1. Once you’ve decided that a reverse mortgage is right for you, the first step is to confirm that you are indeed eligible to obtain one. You can refer to our handy flow-chart in order to make sure that you meet all of the requirements. If there is any uncertainty, you can skip ahead to step two/three, and ask your prospective lender to confirm your eligibility.
2. The next step is to select the type of reverse mortgage that you wish to obtain. While for many, an HECM reverse mortgage is the obvious choice, it also makes sense to examine single-purpose and proprietary reverse mortgages, as they may offer better terms. I explained the difference in a previous post.
3. Depending on which type you’ve selected, you will then need to identify a handful of suitable lenders and establish contact with them. You can find a list of single-purpose reverse mortgage lenders here. If you’re looking for an HECM lender, I would recommend browsing the National Reverse Mortgage Lenders Association (NRMLA) lender listings.
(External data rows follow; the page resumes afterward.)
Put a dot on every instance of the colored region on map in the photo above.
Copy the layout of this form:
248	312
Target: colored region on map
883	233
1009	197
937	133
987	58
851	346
You are advised to avoid responding to solicitations and to avoid working with intermediaries (brokers, estate planners, etc.), who will simply steer you to favored lenders and take a commission for doing so.
4. Obtain quotes from each of the lenders, including the interest rate, origination fees, and insurance costs. Some lenders have started to waive certain fees, and you might be surprised by how much they now differ. In such cases, make sure that there are no strings attached, and try also to understand how, if it all, mortgage terms vary between lenders.
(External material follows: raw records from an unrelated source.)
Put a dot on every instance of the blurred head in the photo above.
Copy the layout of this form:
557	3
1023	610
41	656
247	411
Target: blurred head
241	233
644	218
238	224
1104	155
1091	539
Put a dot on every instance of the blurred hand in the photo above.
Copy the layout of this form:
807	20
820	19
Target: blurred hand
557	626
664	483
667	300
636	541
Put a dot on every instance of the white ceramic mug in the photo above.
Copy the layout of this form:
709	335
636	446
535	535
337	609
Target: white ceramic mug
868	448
5. On the basis of the quote and face-to-face meetings, you should select a lender and begin the application process. At this point, you will have to decide how you want to accept distribution of the proceeds, whether as a lump-sum, monthly (term/tenure) payment, and/or line of credit.
6. At this point, the lender will begin to process your application and appraise your home. Aside from your age, this appraisal is the biggest variable in determining the size of the reverse mortgage for which you are eligible. Remember: you don’t need to take all of these funds. You can choose the size of your mortgage, as long as it falls within the limits set by the FHA.
7. Before the loan can close, you will need to complete a counseling session with a HUD-approved organization, and present the certificate from the session to your lender.
8. After the lender signs off on the paperwork, the loan is closed. From this point, you have three days to review your decision, and if you’re not satisfied, you have the right to a penalty-free cancellation. If you choose not to exercise this right, the funds will be distributed to you in the manner that you specified, and the reverse mortgage will begin accruing interest.